Dr. Valentina Emiliani has pioneered the use of wave-front engineering for neuroscience. In particular, with the ‘Wave front engineering microscopy” group she demonstrated a number of new optical methods for efficient photoactivation of caged compounds and optogenetics molecules, techniques based on computer generated holography, generalized phase contrast and temporal focusing. Her current interest is to use wave front shaping and optogenetics for the investigation of the mechanisms regulating functional connectivity and signal processing across the main visual pathways.
Abstract: Circuits optogenetics and wave front shaping
Genetic targeting of neuronal cells with activity reporters (calcium or voltage indicators) has initiated the paradigmatic transition whereby photons have replaced electrons for reading large-scale brain activities at cellular resolution. This has alleviated the limitations of single cell or extracellular electrophysiological probing, which only give access to the activity of at best a few neurons simultaneously and to population activity of unresolved cellular origin, respectively. In parallel, optogenetics has demonstrated that targeting neuronal cells with photosensitive microbial opsins, enables the transduction of photons into electrical currents of opposite polarities thus writing, through activation or inhibition, neuronal signals in a non-invasive way.

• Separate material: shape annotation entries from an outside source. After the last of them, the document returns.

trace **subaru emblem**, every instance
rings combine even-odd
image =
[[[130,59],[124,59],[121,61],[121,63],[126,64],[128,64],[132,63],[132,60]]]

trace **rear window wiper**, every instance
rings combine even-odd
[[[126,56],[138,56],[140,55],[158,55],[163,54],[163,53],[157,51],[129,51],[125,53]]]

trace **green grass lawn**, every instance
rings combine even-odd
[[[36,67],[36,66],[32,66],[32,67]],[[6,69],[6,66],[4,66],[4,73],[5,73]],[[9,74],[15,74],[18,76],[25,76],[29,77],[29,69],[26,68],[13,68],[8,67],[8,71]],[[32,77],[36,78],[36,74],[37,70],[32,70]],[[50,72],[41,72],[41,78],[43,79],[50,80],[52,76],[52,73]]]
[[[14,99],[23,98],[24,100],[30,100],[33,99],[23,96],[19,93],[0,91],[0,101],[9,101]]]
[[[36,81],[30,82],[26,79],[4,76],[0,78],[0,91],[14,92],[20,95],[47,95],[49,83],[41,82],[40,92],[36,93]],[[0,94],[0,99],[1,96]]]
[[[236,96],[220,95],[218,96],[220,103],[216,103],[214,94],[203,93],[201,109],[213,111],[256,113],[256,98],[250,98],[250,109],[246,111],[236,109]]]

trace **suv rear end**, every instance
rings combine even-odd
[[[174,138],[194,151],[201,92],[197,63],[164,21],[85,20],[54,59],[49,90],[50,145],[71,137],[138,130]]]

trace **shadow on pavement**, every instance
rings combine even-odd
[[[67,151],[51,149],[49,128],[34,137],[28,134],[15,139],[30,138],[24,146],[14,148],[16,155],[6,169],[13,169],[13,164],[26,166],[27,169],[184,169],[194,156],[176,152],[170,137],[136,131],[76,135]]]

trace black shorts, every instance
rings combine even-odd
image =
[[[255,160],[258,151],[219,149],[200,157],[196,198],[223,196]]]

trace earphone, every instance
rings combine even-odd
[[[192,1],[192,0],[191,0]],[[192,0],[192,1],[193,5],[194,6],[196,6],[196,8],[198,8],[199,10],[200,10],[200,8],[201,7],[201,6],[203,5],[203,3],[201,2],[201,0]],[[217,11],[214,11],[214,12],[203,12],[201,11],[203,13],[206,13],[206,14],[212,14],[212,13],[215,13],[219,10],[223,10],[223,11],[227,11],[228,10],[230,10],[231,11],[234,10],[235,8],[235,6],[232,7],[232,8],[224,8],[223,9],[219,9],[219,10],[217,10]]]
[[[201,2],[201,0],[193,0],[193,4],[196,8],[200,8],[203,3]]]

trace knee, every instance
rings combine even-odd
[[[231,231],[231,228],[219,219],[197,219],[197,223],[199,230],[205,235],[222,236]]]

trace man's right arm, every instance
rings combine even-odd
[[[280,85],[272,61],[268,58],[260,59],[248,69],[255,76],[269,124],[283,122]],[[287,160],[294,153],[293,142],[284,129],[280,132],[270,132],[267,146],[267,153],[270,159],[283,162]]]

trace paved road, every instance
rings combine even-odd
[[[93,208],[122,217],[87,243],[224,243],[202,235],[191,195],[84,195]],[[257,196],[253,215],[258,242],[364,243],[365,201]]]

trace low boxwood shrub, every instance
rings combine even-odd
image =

These progresses have in turn stimulated the development of sophisticated optical methods to increase spatial and temporal resolution, light penetration depth and imaging volume. Today, nonlinear microscopy, combined with spatio-temporal wave front shaping, endoscopic probes engineering or multi scan heads design, enable in vivo in depth, simultaneous recording of thousands of cells in mm3 volumes at single-spike precision and single-cell resolution. Joint progress in opsin engineering, wave front shaping and laser development have provided the methodology, that we named circuits optogenetics, to control single or multiple target activity independently in space and time with single-neuron and single-spike precision, at large depths.
Here, we will review the most significant breakthroughs of the past years, which enable reading and writing neuronal activity at the relevant spatiotemporal scale for brain circuits manipulation, with particular emphasis on the most recent advances in circuit optogenetics.